During January - September, cash flow from investing activities was SEK
-11,015.2 million (-106.1). In January, Meda acquired 3M's European pharma
division for SEK 5,605.3 million and in May, a product portfolio from Wyeth in
the US for SEK 530.0 million. In August, Meda acquired MedPointe Inc., a US
pharma company, for SEK 4,556.5 million, less acquired cash assets. In
September, a first milestone payment was paid of SEK 205.9 million for the
acquired rights to BEMA Fentanyl in the US.

Cash flow from financing activities was SEK 10,168.5 million (-712.9) for
January - September. After issue expenses, the new share issue in February
generated cash flow of SEK 1,844.2 million. The MedPointe acquisition was partly
financed through a non-cash issue of SEK 1,723.7 million. The Group's higher net
borrowing led to cash flow of SEK 6,708.4 million. Dividend of SEK 116.1 million
was paid to Meda's shareholders in May. 

In Q3, the Group's increased net borrowing generated cash flow of SEK 2,843.0
million, less acquired loans in MedPointe.

At the end of September, Group cash and cash equivalents were SEK 142.1 million,
compared to SEK 120.6 million at year-end 2006. On 30 September, net debt stood
at SEK 12,040.0 million - compared to SEK 4,512.1 million at the end of 2006.
The equity/assets ratio was 33.9%, compared to 38.0% at year-end 2006. 

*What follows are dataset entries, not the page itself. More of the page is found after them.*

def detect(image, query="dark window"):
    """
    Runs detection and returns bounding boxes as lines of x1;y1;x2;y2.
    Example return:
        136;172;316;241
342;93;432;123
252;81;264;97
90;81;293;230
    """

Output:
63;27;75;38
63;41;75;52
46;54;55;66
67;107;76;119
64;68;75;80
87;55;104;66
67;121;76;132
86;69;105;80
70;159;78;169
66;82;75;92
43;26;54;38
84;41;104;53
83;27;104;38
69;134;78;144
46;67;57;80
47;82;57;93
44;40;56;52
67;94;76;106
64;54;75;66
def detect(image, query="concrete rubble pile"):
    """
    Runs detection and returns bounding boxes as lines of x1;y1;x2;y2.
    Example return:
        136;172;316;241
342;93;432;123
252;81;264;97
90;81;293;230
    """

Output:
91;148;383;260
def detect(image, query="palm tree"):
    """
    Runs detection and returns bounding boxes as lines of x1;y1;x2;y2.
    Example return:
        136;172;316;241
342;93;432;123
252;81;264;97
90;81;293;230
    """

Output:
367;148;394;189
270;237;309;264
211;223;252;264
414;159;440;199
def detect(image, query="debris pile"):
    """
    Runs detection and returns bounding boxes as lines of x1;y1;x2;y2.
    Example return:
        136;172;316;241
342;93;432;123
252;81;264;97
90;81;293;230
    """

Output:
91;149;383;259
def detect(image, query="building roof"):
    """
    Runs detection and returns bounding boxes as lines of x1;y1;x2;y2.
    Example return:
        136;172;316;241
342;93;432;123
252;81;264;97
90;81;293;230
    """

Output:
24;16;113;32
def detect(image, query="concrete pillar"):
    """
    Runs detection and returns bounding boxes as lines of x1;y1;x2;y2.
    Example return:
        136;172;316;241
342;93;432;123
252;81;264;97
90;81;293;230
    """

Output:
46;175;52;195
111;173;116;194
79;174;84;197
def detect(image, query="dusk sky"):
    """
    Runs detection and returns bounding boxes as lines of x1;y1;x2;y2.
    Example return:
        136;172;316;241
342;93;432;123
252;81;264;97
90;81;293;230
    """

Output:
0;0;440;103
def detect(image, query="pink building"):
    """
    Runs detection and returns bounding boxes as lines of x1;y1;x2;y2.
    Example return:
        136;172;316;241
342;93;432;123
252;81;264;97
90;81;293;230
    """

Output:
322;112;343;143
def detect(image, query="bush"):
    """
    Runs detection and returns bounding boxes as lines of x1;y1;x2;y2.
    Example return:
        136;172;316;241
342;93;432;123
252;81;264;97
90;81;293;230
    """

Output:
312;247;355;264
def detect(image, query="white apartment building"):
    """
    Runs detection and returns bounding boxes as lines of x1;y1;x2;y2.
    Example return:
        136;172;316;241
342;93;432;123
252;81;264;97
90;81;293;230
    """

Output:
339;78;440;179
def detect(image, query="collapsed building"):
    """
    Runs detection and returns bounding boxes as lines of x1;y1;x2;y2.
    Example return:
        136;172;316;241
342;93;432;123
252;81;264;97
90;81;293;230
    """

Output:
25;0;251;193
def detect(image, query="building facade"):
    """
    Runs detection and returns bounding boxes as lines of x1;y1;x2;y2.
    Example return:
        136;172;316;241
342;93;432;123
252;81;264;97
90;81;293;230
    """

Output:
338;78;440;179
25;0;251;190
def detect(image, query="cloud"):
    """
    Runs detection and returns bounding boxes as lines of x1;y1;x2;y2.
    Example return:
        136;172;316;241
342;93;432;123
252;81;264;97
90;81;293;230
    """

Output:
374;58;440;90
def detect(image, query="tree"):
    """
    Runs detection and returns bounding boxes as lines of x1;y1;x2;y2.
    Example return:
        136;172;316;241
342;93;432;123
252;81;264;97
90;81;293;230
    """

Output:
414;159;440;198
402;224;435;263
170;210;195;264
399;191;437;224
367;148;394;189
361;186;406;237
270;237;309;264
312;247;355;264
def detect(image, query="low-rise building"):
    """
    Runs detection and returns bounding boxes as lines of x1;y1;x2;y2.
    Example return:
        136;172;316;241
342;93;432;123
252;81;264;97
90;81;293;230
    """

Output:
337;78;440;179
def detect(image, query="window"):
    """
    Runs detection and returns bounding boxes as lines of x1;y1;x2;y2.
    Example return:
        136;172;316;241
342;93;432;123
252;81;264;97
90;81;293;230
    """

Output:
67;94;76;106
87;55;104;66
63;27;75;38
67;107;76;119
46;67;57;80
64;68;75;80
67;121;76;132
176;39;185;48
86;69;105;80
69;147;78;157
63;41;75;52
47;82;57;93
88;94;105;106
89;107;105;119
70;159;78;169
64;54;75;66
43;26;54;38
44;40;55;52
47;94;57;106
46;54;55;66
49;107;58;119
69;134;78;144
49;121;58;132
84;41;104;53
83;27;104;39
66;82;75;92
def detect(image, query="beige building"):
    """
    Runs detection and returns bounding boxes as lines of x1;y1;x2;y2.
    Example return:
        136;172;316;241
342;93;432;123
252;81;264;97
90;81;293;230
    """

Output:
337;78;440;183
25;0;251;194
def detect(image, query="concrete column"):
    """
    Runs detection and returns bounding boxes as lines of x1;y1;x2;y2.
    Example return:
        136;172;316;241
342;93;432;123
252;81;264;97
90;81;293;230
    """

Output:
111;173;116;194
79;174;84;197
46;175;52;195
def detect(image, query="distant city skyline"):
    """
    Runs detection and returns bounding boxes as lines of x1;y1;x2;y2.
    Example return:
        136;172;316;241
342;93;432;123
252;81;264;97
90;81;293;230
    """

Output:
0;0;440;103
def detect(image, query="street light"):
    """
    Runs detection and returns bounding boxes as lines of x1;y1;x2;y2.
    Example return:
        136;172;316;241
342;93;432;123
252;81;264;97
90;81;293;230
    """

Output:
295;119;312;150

On 30 September, equity was SEK 8,429.8 million, compared to SEK 4,296.8 million
at year-end 2006, which corresponds to SEK 33.74 (19.75) per share. 

PARENT COMPANY 

Meda AB markets and sells pharmaceuticals and healthcare products. The company
also has participating interests in subsidiaries that operate in large parts of
Europe and in the US. 

Net sales for January - September 2007 totalled SEK 1,992.6 million (925.2), of
which intra-Group sales represented SEK 1,303.9 million (351.7). The increase in
intra-Group sales is mainly attributable to the parent company's sales of
pharmaceuticals acquired in 2007 to Group companies. Profit before
appropriations and tax totalled SEK 530.4 million (290.8).  

Cash and cash equivalents totalled SEK 0.5 million, compared to SEK 20.2 million
at year-end 2006. 

Investments in intangible rights amounted to SEK 4,256.2 million during January
- September 2007 and were mainly product acquisitions from 3M and Wyeth. Other
investments in property, plant, and equipment remained essentially unchanged
during the period in relation to the same period in 2006. 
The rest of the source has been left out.